A bipartisan group of senators is nearing agreement on a comprehensive immigration bill that would put illegal immigrants on a 13-year path to citizenship, officials with outside groups keeping up with the talks said Thursday.
The legislation also would install new criteria for border security, allow more high- and low-skilled workers to come to the U.S. and hold businesses to tougher standards on verifying their workers are in the country legally, according to outside groups and lawmakers involved. Together, the measures represent the most sweeping changes in immigration law in decades.
The senators in the so-called Gang of Eight were meeting for hours at a time daily this week trying to complete a deal. There were still big disagreements on some issues, but they hoped to resolve most of them before Congress began a two-week recess at week's end. That would allow them to meet a self-imposed deadline to present their legislation next month.
"About 90 percent of the issues, including the path to citizenship, are settled," Sen. Chuck Schumer, D-N.Y., told Hispanic media Thursday, according to his office. He said he was putting "more time into this than any other single issue."
The group was under pressure to speed up its work. Protesters converged Thursday on Schumer's office to accuse him of breaking his initial promise to have the bill done in March. Senate Judiciary Chairman Patrick Leahy, D-Vt., whose panel would take up the legislation, complained this week that the group was taking too long. As a result, Leahy said, his committee won't be able to complete writing the bill itself in April, as he had hoped.
Several officials with outside groups said the biggest remaining areas of disagreement dealt with legal rather than illegal immigration. Top among them was a proposed program to bring in tens of thousands of new immigrants to fill low-skilled jobs. It had been the subject of difficult negotiations between the U.S. Chamber of Commerce and AFL-CIO.
The two sides made substantial progress, including agreeing on a cap of 200,000 visas in the new program, but they continued to disagree on wages for the new workers, according to one official. Senators were mediating offers and counteroffers.
The officials described the status of the discussions on condition of anonymity because they were not authorized to speak publicly about them.
As senators struggled with the legal immigration question, Schumer and others said consensus had formed on details of a path to citizenship for the 11 million illegal immigrants already in the country, even though that issue tended to cause the most public consternation.
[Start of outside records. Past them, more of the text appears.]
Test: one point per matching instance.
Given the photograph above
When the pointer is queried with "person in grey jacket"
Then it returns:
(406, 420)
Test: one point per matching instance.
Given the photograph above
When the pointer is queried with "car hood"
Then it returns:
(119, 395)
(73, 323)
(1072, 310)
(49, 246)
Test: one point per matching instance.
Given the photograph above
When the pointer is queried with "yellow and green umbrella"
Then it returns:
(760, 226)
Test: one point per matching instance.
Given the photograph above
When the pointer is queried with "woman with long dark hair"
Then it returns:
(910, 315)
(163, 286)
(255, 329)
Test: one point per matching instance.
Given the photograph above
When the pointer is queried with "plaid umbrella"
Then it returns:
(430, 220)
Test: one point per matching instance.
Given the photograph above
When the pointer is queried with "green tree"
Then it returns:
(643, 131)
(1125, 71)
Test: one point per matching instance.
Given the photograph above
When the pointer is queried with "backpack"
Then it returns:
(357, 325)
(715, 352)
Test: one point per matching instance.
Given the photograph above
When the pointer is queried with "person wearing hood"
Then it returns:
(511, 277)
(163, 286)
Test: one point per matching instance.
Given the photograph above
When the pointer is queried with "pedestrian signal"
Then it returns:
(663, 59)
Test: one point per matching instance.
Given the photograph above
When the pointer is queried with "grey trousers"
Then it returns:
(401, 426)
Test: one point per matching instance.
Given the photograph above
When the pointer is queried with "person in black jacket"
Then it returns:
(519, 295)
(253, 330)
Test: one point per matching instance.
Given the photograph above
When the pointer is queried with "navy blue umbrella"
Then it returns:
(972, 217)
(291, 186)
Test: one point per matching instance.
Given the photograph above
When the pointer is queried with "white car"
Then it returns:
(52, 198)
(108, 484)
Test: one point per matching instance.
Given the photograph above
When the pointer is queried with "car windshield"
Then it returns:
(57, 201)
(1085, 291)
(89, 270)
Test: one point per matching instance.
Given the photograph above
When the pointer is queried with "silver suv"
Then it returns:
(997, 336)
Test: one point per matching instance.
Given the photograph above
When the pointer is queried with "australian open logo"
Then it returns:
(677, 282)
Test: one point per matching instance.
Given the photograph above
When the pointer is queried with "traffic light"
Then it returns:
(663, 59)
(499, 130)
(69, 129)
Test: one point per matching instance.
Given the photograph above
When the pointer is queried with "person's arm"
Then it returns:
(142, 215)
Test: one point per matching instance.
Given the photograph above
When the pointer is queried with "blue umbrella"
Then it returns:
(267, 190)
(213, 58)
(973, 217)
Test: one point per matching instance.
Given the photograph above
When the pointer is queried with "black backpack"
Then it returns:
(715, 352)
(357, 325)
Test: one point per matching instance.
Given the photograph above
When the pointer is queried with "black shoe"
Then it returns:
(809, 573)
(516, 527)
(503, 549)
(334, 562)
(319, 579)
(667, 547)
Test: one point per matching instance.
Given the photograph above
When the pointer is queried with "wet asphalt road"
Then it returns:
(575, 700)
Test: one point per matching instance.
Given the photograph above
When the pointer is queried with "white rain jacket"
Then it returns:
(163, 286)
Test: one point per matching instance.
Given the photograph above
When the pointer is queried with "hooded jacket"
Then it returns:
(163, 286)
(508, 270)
The new bill would contemplate a 10-year wait for illegal immigrants already in the U.S. before they could get a green card allowing them permanent residency, senators have said. During that time they would be in a provisional legal status and would not have to return to their home countries as current law requires.
Once they got the green card, they would have to wait three years to be able to apply for citizenship, compared to the five-year wait that most green-card holders currently have to abide, outside officials say they've been told. The new three-year wait was first reported by The New York Times.
That added up to 13 years, which would put the Senate bill in line with immigration legislation drafted by President Barack Obama, which he has said he would offer only if the Gang of Eight process stalls.
There's also said to be substantial consensus among the senators on border security issues. The bill would require that the border be secured before illegal immigrants could embark on the path to citizenship and would put in place new border security criteria including a commission of border state officials to advise on the issue. The border security piece was critical to support from Republicans in the group including John McCain of Arizona and Marco Rubio of Florida.
The bill will be lengthy and cover numerous other thorny issues, including mandating a currently voluntary program called E-Verify that helps businesses check their workers' papers, as much as doubling visas that go to high-tech workers, and limiting family-based immigration to put a greater emphasis on skills and employment ties instead.
So far pro-immigrant groups have often been more visible in public than opponents of the bill, but that could change once it becomes public next month. A fierce backlash helped sink the last attempt at reform in 2007, and the unveiling of the bill will open volatile months of debate and votes in the Judiciary Committee and on the Senate floor over the spring and summer, with success far from assured. The House also must act before the legislation could become law, and prospects there were cloudier still.